In this respect, Rinehart’s strategy is far from the ideal. Although she has appointed executives, none is in the CEO role. Rinehart, fronting the media as spokesperson for Hancock, portrays herself as its master, whether or not that is actually the case.
But does this kind of structural transition really matter? Thompson says it is critical. Families and founders must not only appoint executives; they must cede control to them. “If you put executives into the operation, they cost a lot of money,” he says. “It is costing more than it used to, and if you don’t allow them to manage you will be wasting money. Eventually, they will leave.”
Rinehart, of course, has no need to worry about money.
However, even wealthy families need to shepherd their expenses. Without commenting on Rinehart, Thompson says family companies that are not careful with expenses become inefficient and start squandering the family fortunes, which can lead to painful family conflict.
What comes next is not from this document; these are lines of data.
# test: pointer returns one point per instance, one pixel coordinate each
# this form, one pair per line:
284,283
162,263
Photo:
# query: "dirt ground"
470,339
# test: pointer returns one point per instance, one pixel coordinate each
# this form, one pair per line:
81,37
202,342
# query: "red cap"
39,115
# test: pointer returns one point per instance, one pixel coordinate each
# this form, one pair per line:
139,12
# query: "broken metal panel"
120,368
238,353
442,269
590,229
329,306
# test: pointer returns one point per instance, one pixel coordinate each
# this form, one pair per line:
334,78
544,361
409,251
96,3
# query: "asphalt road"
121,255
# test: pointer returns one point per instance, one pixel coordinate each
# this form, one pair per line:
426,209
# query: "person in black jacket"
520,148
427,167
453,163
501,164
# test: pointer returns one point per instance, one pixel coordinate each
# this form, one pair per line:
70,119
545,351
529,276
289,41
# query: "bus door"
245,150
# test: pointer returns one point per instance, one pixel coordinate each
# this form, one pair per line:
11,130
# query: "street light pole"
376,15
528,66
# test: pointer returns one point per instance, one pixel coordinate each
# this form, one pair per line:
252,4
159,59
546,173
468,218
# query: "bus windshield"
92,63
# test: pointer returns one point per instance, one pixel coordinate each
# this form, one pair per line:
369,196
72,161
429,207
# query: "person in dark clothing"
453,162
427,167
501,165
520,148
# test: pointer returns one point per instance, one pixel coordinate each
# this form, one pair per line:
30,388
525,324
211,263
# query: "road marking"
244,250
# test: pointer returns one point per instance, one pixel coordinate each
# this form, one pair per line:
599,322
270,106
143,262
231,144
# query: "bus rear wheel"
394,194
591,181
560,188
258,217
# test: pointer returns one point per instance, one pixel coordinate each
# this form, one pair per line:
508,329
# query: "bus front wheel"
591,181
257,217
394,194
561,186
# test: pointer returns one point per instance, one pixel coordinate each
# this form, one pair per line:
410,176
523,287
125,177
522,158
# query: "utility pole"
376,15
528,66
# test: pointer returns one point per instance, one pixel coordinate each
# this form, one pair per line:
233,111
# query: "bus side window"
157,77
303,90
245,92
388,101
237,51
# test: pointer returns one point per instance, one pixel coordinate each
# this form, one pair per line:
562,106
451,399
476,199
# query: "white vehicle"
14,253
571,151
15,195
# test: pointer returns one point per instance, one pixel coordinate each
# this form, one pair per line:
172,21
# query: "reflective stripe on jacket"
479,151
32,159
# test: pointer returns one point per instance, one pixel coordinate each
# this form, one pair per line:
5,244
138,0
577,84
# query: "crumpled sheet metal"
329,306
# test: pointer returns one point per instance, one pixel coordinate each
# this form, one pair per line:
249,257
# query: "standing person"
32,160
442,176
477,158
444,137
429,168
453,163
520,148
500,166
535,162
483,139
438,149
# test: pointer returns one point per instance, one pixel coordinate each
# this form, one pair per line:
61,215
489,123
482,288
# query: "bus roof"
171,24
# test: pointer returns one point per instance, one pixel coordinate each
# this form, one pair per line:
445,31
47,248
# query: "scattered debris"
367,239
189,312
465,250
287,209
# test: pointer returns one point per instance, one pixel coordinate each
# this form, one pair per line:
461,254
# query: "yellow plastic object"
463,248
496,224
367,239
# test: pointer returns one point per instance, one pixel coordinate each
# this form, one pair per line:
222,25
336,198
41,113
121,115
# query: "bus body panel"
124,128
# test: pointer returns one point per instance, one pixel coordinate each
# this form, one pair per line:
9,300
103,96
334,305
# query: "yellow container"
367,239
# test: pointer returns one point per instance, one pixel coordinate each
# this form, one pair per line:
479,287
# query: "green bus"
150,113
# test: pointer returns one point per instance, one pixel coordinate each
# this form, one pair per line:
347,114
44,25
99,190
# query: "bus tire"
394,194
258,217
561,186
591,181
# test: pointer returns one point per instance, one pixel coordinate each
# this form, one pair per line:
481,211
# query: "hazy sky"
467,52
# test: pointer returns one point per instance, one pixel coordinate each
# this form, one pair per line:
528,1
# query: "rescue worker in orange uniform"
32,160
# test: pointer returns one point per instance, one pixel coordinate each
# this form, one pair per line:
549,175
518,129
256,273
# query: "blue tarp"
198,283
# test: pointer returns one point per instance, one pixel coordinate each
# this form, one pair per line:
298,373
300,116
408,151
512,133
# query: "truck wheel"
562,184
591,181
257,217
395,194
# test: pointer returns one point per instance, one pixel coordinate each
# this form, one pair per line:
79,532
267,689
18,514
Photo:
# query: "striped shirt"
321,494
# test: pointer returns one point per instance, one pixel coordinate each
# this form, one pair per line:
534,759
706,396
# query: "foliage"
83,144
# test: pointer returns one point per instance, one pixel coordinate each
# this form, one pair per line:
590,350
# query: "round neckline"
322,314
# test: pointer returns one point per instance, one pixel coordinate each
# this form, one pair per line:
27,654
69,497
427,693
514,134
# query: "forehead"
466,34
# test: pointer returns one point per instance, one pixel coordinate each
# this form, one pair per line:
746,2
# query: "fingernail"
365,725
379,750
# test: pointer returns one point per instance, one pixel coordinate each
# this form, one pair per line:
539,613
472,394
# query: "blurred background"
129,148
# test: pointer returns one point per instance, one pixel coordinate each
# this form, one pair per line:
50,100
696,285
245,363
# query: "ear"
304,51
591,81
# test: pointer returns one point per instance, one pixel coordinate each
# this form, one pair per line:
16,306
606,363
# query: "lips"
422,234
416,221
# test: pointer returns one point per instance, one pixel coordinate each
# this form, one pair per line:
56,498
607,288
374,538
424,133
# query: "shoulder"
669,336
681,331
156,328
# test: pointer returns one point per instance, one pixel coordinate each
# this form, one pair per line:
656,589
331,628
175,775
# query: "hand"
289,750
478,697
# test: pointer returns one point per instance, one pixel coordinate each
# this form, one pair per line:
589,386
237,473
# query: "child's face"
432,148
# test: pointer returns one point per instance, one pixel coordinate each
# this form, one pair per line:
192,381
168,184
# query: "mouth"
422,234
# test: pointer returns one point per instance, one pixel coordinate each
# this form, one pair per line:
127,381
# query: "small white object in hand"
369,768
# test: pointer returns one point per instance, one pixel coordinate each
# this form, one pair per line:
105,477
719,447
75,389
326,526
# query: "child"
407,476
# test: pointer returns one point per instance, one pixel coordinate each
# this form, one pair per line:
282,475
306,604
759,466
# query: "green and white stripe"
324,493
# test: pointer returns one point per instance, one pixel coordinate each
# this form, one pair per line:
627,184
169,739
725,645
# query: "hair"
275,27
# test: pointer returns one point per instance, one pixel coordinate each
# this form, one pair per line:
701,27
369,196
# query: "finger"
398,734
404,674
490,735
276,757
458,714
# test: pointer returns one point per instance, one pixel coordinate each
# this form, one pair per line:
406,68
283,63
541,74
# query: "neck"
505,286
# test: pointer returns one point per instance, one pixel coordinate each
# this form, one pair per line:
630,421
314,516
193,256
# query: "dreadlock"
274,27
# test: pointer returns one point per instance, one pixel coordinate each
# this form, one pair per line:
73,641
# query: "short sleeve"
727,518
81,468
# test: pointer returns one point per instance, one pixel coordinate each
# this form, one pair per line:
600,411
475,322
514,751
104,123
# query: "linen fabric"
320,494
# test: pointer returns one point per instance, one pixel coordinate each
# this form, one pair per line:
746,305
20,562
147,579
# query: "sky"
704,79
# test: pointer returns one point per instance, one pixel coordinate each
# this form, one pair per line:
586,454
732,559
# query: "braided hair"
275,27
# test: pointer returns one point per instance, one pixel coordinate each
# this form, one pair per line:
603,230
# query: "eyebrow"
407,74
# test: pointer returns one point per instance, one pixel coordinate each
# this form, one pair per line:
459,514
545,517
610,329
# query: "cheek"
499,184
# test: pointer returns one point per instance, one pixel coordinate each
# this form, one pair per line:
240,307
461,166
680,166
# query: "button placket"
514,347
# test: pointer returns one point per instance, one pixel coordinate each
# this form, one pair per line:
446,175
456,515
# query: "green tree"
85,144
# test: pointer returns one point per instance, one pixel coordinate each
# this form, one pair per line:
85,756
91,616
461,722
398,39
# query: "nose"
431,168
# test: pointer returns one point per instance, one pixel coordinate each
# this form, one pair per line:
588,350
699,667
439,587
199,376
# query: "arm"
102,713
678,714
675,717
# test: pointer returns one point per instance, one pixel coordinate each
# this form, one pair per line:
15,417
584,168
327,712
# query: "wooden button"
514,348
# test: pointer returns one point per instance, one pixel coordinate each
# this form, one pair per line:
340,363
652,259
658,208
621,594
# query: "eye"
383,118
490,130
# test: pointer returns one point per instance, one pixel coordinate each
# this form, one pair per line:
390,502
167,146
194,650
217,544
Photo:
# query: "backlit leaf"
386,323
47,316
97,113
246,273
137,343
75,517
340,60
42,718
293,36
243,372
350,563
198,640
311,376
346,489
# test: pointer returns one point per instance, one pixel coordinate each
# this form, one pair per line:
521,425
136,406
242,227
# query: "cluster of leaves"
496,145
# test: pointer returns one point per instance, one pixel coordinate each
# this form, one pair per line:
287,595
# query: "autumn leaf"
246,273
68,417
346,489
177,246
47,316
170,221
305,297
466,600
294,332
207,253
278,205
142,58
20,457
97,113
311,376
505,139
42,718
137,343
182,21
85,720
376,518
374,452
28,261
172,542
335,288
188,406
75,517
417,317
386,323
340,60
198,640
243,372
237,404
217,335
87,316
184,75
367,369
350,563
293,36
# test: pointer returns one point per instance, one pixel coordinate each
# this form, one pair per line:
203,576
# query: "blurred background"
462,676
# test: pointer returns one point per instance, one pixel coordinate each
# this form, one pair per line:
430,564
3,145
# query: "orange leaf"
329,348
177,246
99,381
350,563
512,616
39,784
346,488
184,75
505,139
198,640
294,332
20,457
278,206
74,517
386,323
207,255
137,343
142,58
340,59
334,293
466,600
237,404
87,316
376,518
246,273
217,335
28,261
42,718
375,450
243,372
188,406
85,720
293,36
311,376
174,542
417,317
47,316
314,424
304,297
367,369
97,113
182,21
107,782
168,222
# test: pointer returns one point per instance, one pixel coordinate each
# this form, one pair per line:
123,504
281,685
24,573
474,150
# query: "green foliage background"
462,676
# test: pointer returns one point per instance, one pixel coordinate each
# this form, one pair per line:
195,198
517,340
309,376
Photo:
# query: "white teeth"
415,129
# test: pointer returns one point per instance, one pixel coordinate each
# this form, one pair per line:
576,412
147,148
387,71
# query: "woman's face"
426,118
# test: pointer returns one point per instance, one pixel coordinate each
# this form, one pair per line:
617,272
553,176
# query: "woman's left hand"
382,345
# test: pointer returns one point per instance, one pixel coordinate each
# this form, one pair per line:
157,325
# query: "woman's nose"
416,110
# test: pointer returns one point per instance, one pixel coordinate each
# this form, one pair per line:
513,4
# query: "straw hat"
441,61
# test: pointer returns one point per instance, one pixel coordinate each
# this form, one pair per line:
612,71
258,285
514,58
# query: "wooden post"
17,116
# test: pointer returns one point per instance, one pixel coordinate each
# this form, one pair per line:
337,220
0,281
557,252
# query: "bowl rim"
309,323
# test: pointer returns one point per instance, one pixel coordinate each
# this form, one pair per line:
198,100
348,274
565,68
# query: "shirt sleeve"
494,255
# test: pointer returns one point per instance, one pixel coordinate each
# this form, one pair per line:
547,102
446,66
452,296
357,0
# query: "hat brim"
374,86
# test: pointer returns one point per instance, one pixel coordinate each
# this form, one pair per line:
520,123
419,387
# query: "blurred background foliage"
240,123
Armstrong wants to appoint a management team because his company’s growth is slowing after five years of double-digit growth, and the company needs to focus on repeat business. “The mistakes you make when you are in the rapid growth phase, you cannot afford to make when you are trying to go into more stable earnings.”
With a CEO in place, an independent chair and with other independent non-executive directors, Rinehart would be in a stronger position to take the Fairfax board role, and might even have avoided the bitter legal battle with her own children currently before the courts.
Says Thompson: “Families can get emotional about their businesses and fight the wrong fight. An experienced CEO can make a better business call.”